The Millennial Star

The Evening News and The Psychology of Belief / Unbelief

Jesus Walks on Water

In a past post I talked about Joe Geisner’s short review (in a comment) of Heinrich Paulus’ book where he tries to come up with ways to explain way the miracles of Jesus.

All of this reminded me of a news report I once saw on the evening news. I wish I had a clip of it. I can’t even remember for sure if it was Tom Brokaw or Peter Jennings. I’m thinking it was Peter Jennings.

At best as I can remember from memory, here is what he said:

Well, we recently did two news reports that might be important for Christians. One was a news report that scholars have found the Gospel of Judas, complete with it’s very different take on the teachings of Jesus, and another was about a scholar that had discovered that sometimes the Sea of Galillee freezes, perhaps explaining how Jesus walked across it.

Given these recent news stories, we wouldn’t blame people if their faith was shaken. Good night.

I sat there stunned. Was he serious? Finding the text of a known to exist, but lost, heretical gospel – heck there were tons of these things – is supposed to somehow frighten Christians? And having some scholar point out that water freezes and you can thus walk on it is going to undermine people’s chosen faith in the miracles of Jesus? I started laughing.

I was really curious how this scholar explained the fact that Jesus walked all the way across the Sea (according to the Bible anyhow) and Peter was shocked. Heck, they thought Jesus was a ghost, didn’t they? Were the apostles maybe not aware you can walk on frozen water? Or was it maybe frozen into moving waves so that it didn’t appear frozen? (I’d like to see this scholar explain how such a thing is possible.)

So Peter asks permission to jump out of the boat and walk on water too. (Because, remember, he doesn’t know you can walk on frozen water.) And then he falls through the ice and Jesus has to catch him. (For the moment, we’ll ignore Jesus’ miraculous ability to stand on broken ice without falling in.)

You see the point. This isn’t even a semi-rational response to the story of Jesus. And you don’t even need convoluted stories like this. All you have to do is claim it didn’t happen in the first place and be done.

Yet Jennings (or whoever it was) clearly thought this was some sort of ground breaking set of revelations. I’m going to venture a guess that prior to these reports Jennings didn’t believe in Jesus anyhow. So what is it about rationally ridiculous stories like this that have such strong appeal to non-believers? Even intelligent ones like a famous news anchor? Why didn’t he see how silly he was being?

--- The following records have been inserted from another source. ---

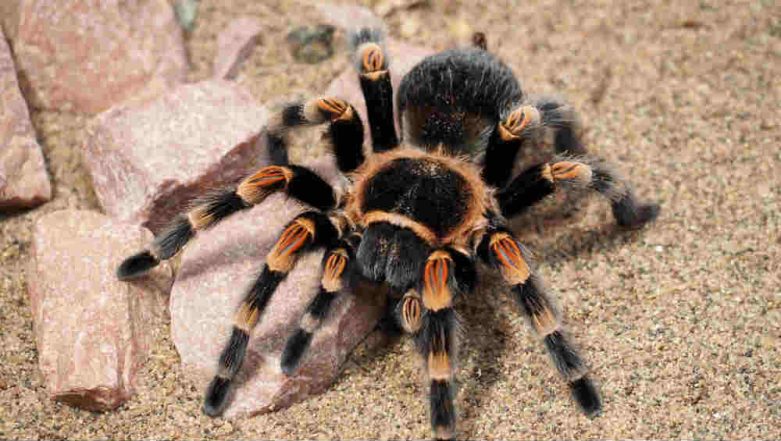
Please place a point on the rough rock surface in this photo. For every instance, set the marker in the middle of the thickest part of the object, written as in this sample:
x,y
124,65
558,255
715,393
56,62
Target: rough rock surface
x,y
217,268
84,56
234,45
24,181
149,160
403,57
92,331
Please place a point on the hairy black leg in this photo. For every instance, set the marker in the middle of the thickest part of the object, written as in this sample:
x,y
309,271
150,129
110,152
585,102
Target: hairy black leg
x,y
372,64
298,182
344,134
506,139
539,181
502,251
409,310
337,263
433,321
308,230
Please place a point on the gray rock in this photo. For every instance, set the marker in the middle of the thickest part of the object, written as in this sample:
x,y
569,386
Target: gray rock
x,y
311,44
86,55
92,332
24,181
217,267
149,160
234,45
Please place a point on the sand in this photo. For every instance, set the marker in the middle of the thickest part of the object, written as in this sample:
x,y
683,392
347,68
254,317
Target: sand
x,y
679,322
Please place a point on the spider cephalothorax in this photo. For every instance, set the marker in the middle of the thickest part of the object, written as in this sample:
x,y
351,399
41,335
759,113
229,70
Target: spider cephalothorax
x,y
414,215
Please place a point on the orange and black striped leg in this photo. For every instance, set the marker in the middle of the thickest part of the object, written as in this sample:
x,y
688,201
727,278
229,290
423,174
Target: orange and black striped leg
x,y
305,232
505,141
372,65
539,181
502,251
336,265
299,182
344,135
436,336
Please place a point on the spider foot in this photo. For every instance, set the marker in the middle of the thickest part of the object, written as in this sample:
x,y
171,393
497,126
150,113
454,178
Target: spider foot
x,y
216,396
632,215
136,265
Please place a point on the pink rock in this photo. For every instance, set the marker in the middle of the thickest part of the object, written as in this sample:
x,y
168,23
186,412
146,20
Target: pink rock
x,y
149,160
86,55
403,57
234,45
92,331
216,270
24,181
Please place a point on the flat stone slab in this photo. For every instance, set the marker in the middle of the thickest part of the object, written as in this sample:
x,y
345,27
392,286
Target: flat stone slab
x,y
234,45
24,181
149,160
87,55
92,332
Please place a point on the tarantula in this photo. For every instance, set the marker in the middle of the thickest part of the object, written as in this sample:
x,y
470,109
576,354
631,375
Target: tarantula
x,y
413,215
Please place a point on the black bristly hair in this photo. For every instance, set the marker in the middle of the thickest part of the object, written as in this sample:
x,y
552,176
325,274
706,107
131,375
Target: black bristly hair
x,y
413,216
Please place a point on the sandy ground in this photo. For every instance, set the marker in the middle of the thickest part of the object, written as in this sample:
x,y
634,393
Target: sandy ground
x,y
680,322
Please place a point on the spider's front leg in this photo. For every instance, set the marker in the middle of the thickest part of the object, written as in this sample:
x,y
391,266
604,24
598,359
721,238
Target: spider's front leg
x,y
305,232
372,64
500,249
337,265
526,123
344,134
298,182
431,318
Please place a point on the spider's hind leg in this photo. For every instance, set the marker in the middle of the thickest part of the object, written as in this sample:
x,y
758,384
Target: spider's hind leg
x,y
526,124
503,252
587,172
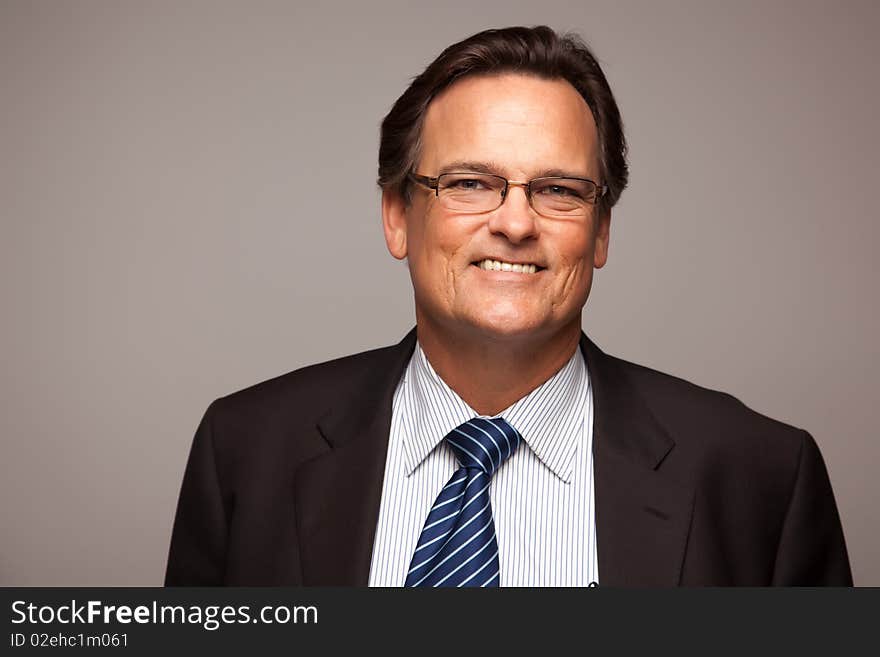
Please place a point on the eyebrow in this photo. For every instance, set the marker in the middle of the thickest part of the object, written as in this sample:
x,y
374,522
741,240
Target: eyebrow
x,y
496,169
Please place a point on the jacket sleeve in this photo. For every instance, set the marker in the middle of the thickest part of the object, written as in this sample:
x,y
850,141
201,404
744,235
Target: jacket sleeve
x,y
198,541
811,550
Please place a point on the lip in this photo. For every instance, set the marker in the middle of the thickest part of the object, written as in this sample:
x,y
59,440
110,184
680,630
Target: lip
x,y
506,275
539,267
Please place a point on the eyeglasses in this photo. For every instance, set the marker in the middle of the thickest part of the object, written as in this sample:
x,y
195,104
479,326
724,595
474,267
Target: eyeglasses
x,y
475,193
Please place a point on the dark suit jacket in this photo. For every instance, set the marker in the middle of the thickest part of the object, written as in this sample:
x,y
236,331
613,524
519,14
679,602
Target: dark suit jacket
x,y
284,480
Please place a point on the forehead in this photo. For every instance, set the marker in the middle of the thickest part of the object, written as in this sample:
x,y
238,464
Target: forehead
x,y
521,123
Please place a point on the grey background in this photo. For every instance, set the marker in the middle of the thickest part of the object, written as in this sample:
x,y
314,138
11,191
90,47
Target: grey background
x,y
159,248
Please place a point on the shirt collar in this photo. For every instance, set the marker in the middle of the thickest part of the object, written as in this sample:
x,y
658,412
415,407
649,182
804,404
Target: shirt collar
x,y
550,418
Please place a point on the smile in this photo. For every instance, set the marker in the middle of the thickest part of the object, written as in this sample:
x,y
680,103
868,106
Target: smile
x,y
500,265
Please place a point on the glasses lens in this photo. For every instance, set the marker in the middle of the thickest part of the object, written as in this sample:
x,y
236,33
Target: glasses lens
x,y
563,197
470,192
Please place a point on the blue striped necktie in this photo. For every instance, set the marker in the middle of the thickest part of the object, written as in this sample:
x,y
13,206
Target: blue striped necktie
x,y
458,546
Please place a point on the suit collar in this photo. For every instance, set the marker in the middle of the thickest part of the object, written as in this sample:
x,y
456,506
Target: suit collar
x,y
642,514
337,493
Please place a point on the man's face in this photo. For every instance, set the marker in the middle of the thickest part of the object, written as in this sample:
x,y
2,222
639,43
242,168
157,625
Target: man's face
x,y
519,127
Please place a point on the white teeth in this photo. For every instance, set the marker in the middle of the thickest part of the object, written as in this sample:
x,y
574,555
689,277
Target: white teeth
x,y
497,265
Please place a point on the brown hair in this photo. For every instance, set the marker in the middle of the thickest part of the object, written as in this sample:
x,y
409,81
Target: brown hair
x,y
536,51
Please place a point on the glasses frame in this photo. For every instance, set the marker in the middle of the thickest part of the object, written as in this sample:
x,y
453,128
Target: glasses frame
x,y
434,184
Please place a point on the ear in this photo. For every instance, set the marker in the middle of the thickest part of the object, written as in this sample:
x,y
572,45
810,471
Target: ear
x,y
394,222
603,230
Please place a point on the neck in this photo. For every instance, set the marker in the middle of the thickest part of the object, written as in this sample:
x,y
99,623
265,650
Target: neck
x,y
491,374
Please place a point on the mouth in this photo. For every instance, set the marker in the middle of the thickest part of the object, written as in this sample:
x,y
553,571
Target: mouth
x,y
490,264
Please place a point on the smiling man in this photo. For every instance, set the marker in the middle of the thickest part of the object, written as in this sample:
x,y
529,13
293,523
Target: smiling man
x,y
496,445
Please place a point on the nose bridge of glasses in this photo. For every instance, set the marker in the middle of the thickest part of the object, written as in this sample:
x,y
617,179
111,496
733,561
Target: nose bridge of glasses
x,y
526,187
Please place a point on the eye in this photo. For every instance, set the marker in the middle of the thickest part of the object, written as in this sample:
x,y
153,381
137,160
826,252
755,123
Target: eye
x,y
560,190
465,184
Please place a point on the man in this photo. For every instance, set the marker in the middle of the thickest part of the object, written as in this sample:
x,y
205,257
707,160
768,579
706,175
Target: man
x,y
496,444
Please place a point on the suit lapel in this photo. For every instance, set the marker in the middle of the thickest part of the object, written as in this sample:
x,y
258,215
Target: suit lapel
x,y
642,514
337,493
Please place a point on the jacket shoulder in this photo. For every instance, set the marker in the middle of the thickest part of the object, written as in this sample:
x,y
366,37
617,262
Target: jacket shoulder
x,y
310,388
688,410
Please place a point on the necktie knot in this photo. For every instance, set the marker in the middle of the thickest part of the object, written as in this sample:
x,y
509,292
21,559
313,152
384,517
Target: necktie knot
x,y
484,443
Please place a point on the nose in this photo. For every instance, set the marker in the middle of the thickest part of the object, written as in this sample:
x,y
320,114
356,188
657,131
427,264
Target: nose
x,y
515,219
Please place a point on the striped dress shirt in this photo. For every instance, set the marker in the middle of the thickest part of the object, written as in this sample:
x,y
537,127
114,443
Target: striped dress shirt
x,y
542,497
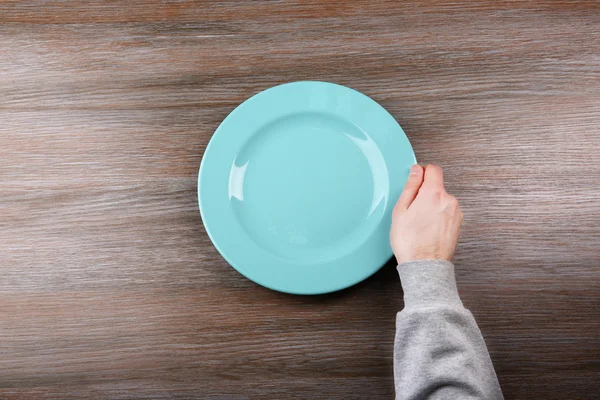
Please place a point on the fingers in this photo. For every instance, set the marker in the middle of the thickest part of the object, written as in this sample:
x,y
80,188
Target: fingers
x,y
415,180
434,176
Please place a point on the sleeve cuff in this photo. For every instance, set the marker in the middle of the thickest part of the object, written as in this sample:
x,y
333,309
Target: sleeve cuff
x,y
428,282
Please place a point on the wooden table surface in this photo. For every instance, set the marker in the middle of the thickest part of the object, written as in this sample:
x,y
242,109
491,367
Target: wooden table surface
x,y
109,285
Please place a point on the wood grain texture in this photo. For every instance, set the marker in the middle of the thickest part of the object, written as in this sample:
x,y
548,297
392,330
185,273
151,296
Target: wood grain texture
x,y
109,285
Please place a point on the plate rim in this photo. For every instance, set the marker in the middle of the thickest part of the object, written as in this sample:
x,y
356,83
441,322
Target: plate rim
x,y
341,284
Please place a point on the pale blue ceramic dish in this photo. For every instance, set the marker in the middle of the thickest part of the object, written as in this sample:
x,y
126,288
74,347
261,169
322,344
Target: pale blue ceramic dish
x,y
297,186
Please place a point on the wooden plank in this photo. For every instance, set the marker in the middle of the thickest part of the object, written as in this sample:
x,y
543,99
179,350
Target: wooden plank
x,y
109,285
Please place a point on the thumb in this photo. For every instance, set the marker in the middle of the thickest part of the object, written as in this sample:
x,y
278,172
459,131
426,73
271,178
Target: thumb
x,y
415,180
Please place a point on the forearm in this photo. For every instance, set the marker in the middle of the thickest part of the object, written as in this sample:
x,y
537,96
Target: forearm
x,y
439,352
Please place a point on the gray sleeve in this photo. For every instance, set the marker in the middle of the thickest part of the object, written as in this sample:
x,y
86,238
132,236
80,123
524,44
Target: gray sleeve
x,y
439,352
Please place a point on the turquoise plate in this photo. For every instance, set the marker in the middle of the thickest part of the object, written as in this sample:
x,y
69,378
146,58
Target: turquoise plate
x,y
297,186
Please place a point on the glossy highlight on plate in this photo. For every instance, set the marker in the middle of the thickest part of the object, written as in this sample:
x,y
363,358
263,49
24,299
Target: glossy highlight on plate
x,y
297,185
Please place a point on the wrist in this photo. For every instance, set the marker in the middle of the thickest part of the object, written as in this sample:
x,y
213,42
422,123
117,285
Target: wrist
x,y
428,282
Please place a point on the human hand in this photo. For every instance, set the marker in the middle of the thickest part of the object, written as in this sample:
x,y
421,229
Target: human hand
x,y
426,220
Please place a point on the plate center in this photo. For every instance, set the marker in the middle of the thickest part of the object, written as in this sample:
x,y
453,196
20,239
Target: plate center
x,y
309,186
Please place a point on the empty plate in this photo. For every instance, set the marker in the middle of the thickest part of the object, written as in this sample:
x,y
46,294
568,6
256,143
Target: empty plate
x,y
297,185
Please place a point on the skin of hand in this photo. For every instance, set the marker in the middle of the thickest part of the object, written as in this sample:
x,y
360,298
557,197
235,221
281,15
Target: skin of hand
x,y
426,219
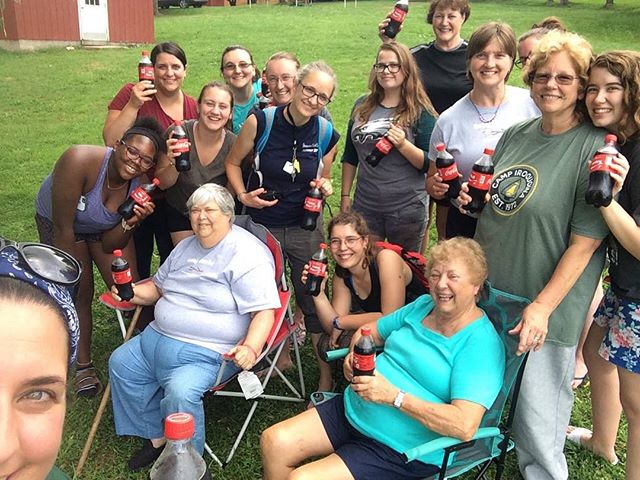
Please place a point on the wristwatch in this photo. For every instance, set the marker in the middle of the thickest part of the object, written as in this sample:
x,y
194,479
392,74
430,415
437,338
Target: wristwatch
x,y
399,398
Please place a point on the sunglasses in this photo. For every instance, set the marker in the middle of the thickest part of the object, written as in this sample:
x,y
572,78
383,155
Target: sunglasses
x,y
47,262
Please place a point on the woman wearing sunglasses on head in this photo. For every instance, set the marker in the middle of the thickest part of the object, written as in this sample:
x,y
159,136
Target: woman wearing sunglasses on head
x,y
76,211
390,195
38,344
296,156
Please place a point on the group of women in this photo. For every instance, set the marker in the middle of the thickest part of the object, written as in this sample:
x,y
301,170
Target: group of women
x,y
540,238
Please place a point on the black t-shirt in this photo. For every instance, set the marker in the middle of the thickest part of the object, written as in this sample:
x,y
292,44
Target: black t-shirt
x,y
624,268
444,74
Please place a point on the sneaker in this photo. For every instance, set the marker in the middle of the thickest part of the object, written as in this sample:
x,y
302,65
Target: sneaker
x,y
145,456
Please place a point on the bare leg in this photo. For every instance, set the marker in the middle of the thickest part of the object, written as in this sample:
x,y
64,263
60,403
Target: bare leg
x,y
292,441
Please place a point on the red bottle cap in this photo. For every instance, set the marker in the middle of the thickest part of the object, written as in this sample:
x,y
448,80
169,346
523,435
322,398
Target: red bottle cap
x,y
179,426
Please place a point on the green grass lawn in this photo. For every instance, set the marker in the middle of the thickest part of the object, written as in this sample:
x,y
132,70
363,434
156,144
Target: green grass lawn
x,y
54,98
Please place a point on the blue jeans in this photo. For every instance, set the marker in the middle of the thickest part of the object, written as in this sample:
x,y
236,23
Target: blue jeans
x,y
153,376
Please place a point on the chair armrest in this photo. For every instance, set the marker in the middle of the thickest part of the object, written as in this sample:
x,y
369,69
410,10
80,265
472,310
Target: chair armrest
x,y
445,442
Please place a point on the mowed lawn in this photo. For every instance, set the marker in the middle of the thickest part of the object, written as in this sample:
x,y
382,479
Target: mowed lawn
x,y
52,99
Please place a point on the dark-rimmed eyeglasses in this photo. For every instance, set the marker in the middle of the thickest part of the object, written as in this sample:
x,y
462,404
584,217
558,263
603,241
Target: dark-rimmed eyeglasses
x,y
47,262
310,92
135,156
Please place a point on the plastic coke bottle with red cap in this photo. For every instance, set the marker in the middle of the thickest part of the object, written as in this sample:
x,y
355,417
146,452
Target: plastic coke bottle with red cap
x,y
396,18
447,170
600,190
480,181
121,274
145,70
312,208
179,460
317,271
139,196
381,149
183,163
364,354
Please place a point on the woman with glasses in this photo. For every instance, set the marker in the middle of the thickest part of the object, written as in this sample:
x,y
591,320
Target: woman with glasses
x,y
76,211
368,280
478,119
542,242
612,349
211,138
291,162
390,195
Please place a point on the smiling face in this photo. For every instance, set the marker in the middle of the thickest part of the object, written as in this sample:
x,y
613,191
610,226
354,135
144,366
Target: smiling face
x,y
33,362
214,108
169,73
604,98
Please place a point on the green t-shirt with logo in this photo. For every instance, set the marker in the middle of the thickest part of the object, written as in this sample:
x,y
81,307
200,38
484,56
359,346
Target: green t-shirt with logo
x,y
537,201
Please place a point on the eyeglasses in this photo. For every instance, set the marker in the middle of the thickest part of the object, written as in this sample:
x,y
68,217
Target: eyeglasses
x,y
231,67
381,67
134,155
561,79
47,262
310,93
348,241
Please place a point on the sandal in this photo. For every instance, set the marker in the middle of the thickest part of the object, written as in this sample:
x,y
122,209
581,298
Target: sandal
x,y
87,382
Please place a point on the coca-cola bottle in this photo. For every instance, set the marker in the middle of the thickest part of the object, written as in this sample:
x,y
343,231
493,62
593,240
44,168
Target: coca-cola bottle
x,y
145,70
447,170
312,208
600,191
183,163
381,149
121,274
480,181
396,18
139,196
364,354
179,460
317,271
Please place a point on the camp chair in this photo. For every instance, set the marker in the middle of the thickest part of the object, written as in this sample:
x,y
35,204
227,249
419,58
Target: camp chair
x,y
492,441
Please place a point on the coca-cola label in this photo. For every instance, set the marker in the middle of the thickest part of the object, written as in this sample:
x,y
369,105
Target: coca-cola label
x,y
480,181
120,278
601,163
145,72
318,269
140,196
398,15
448,173
312,204
384,145
364,362
182,145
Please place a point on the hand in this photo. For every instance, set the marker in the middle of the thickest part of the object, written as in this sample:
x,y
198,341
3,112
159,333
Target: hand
x,y
243,356
532,328
252,199
374,388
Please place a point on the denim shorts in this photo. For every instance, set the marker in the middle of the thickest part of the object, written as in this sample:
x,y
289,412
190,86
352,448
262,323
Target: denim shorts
x,y
365,457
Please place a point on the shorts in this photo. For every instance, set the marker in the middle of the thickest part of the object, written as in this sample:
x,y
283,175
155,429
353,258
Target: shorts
x,y
621,317
365,457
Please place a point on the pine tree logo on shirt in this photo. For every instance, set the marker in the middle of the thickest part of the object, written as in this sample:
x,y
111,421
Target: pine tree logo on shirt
x,y
512,188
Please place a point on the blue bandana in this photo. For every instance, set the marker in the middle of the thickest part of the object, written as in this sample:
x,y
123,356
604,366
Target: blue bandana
x,y
12,266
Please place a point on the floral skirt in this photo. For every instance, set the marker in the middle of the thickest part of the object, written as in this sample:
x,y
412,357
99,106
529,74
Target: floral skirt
x,y
621,344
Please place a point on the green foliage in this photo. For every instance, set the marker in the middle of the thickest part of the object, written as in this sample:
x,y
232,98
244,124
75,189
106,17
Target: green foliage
x,y
52,99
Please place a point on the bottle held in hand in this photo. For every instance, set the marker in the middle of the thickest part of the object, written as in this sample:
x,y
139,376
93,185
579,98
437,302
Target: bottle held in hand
x,y
121,274
480,182
448,170
139,196
600,191
317,271
364,354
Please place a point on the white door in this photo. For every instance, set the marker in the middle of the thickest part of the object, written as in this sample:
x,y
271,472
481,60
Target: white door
x,y
94,20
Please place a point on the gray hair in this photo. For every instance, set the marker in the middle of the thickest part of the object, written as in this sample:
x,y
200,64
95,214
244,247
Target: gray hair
x,y
212,192
318,66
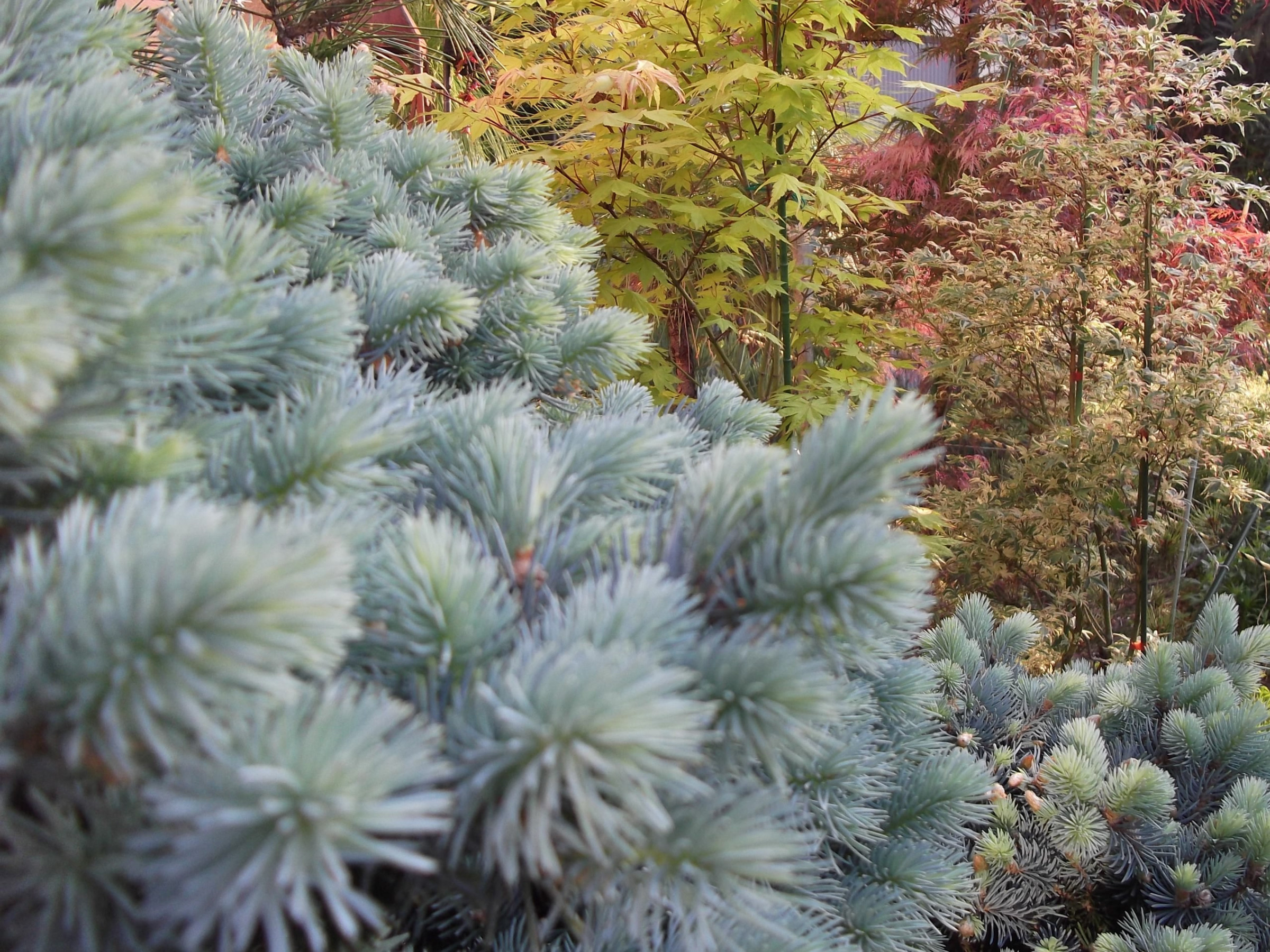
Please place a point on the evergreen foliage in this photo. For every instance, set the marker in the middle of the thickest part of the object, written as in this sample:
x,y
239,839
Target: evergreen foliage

I think this example illustrates something important about human nature in general that has extra significance for Rejectionist philosophy. (i.e. Those that are focused on what they disbelieve rather than on what they believe.) At a human level, we favor narratives over non-narratives. The argument that Jesus didn’t walk on water, just ice, is a powerful psychological narrative if you are a non-believer precisely because it actually is a narrative. Saying ‘it didn’t happen, it’s all just made up’ seems somewhat trite, doesn’t it? Plus, the point of this report was to cause people’s faith to be shaken, not to report on it. What would be the point of reporting “this just in, there is no absolute proof that Jesus walked on water.” Duh!

Unfortunately, our intuitive sense of rationality fails us here. We have a tendency to naturally favor silly and even outright irrational narratives over non-narratives, as is the case here, because we latch uncritically onto narratives that match our point of view.